Academic Insights: TCS Languages & Culture Department

Dia de los Muertos

Trinity College School’s language classrooms are open wide, the sound of student voices fills the hallways with songs, conversations, film dialogue and extemporaneous conversation in Spanish, French, German and Latin.

Given the interest and initiative of faculty member Maria Velasquez-Labrecque, a great deal of instruction and support has been provided for the development of a dynamic language instruction method. At the beginning of the year, the methodology and practice of “Teaching Proficiency Through Reading and Storytelling” (TPRS) was the focus of departmental programming. Joined by the remarkable Adriana Ramirez (author and coach), who led the team through the sensations, practices, challenges and opportunities that attend upon this practice, all language teachers in the department prepared for a dynamic new teaching opportunity. The TPRS method relies upon continuous and active student engagement in and utilization of the target foreign language. The old practices of memorization and rote application give way to a highly personalized and contextualized participatory exploration of language. Through the calculated and deliberate delivery of comprehensible input, students are provided both with the means and the arena for directed and purposeful learning. Communication is the purpose of language and the TPRS model is affording students to connect and share from the first moments of their study.

Ms. Velasquez-Labrecque’s students are developing comfort with the risks required when daring to employ unique modes of expression and a new language. Her students transform their classroom, having it become a place that echoes with creative expression, heightened engagement and active learning. The collaborative nature of the space, with students facing one another in order to emphasize the connection afforded by language, brings a lively, performative atmosphere to the classroom. This energy was shared with the larger school through the Dia de los Muertos celebration spearheaded by the students of Spanish.

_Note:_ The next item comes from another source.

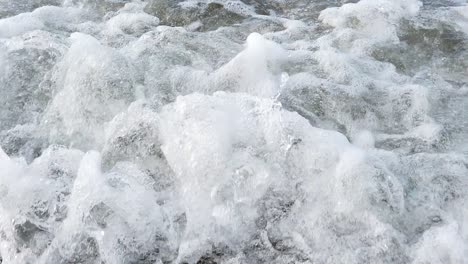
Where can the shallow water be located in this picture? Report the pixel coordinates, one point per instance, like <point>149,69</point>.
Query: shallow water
<point>229,131</point>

Music in Osler Hall, a Mexican meal, and traditional dedicatory altars in Cirne Commons all helped to celebrate Spanish at TCS.

The French program at TCS has embraced a similar strategy for teaching and learning. Under the leadership of Ms. Tiffany Bathurst, Mrs. Rachel Stephens and Mr. Andrew Petrolito, students both at the core and enriched levels are employing the TPRS model in order to promote orality and a confidence that is required to use the target language. The further incorporation of the DELF (diplôme d’études en langue française), something being facilitated through the efforts of Ms. Bathurst, provides students with a certificate that can attest to an internationally recognized standard of proficiency and bilingualism. This, together with a commitment to participating in the Concours d’art oratoire, provides students in the languages and culture department the opportunity to aspire to various levels of proficiency through practice, application and creative exploration.

Mrs. Stephens continues to build strong students both in French and German. Exploring the inflections and culture of these two languages, she makes the spoken word a commitment in all of her classes. Beyond TPRS, Mrs. Stephens uses Touchstones Discussion Project texts in French in order to foster the collaborative capacity for creative and extemporaneous discourse.

The Classics are strong at TCS. Courses in Latin, classical civilizations and philosophy are providing students with material, practices and lessons pertinent both to a study in the humanities and to contemporary culture. The critical thinking and process-based analysis fundamental to the reading of Latin cultivates in students the intellectual self-discipline that is key to language and other areas of study including both mathematics and computer science. Students in Grade 12 Classical Civilizations are learning how to read and interpret various archetypes rooted in classical mythology that inform popular modern narratives celebrated in art, book and film. An essay asking students to read the film Cool Hand Luke through the Promethean episodes of Hesiod’s poetry, challenges them to exercise a heightened sense of cross-cultural literacy. Students in Grade 12 Philosophy are learning the need to think deliberately and critically. Exploring the course thematically, emphasis is placed upon cultivating awareness of the thinkers, systems and responses that are pertinent to questions that address the complementary aspects of ethics, metaphysics and epistemology. Embedded in the course is a text entitled Mapping the Future. This Touchstones Discussion Project challenges students to read primary source texts, derived from a variety of authors, with the aim of helping students to discuss both critically and constructively key elements of the curriculum.

The energy of the teachers in this department and their overt love both of language and students, make it a daily pleasure to work as part of the team in languages and culture.